I knew what he meant. They'd told me the exact same thing, over and over. It didn't help. Not one single bit.

“At first I didn't believe them. I begged them to try again, to do something. But then the paramedic who pulled you—I mean Maddy—from the car came over and told me he'd done everything he could but she was already gone when they got there.”

He paused and swiped his arm across his eyes. He wasn't crying but his eyes were heavy, and the hitch in his voice said he didn't want to relive this memory any more than I did.

“You know what I did, Ella?” I shook my head, and he continued. “I stayed there. I refused to leave. I sat there on the floor next to you—next to Maddy's body—until your parents arrived so you wouldn't be alone.

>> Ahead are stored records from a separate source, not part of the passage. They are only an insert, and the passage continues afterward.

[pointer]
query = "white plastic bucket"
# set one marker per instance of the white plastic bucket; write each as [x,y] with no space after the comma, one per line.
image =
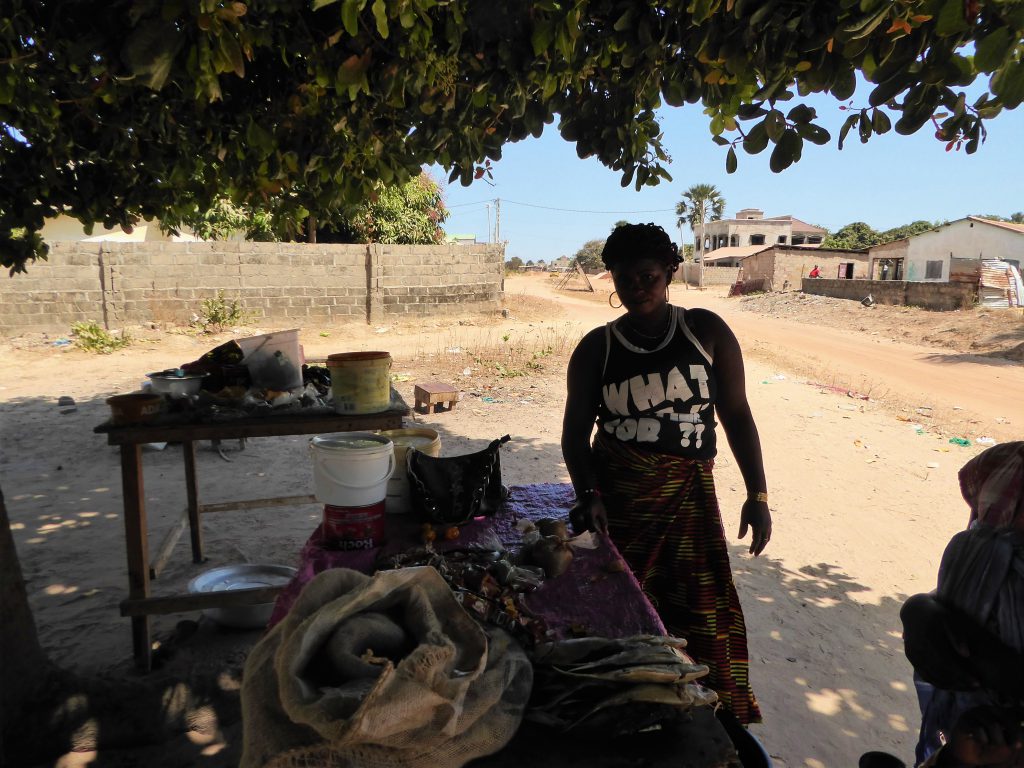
[360,382]
[428,441]
[351,469]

Even then, I wouldn't go.”

“Mom and Dad were so happy to see me when I woke up,” I blurted out. “Everybody was. Alex was. I have never seen them like that, Josh, never seen any of them so scared and excited and relieved to see Maddy.”

“You're kidding me, right? You based your decision to become your sister on your parents' reaction to seeing you? On Alex's relief that you were alive? I sat there for four hours holding Maddy's cold hand while Alex sat in the waiting room. In the waiting room, Ella! Being coddled by Maddy's friends. I was the one who was there with you … with her!” He waved his hand in the air, pissed. “It was me, not him, with you the whole time.”

“But you didn't see my parents,” I said, remembering Mom's tears, her whispered words about how she couldn't lose Maddy, too. “You didn't see Jenna or those people in the hall. Her friends. They were so happy that it was
her
who survived. I couldn't tell them it was a mistake, take back the one person they had begged fate to let live. Plus, I owed her. I'd killed her, Josh. My own sister. I killed her, and I owe her my life in return. I owe her that much.”

Cursing my tears, I brushed them away. “She's the one they love. She's the one they were praying would survive.”

“Is that what you think?” Josh asked, and I flinched at the fury I could hear in his voice. His entire body was vibrating, the tears I had seen earlier gone, replaced with pure, unadulterated anger.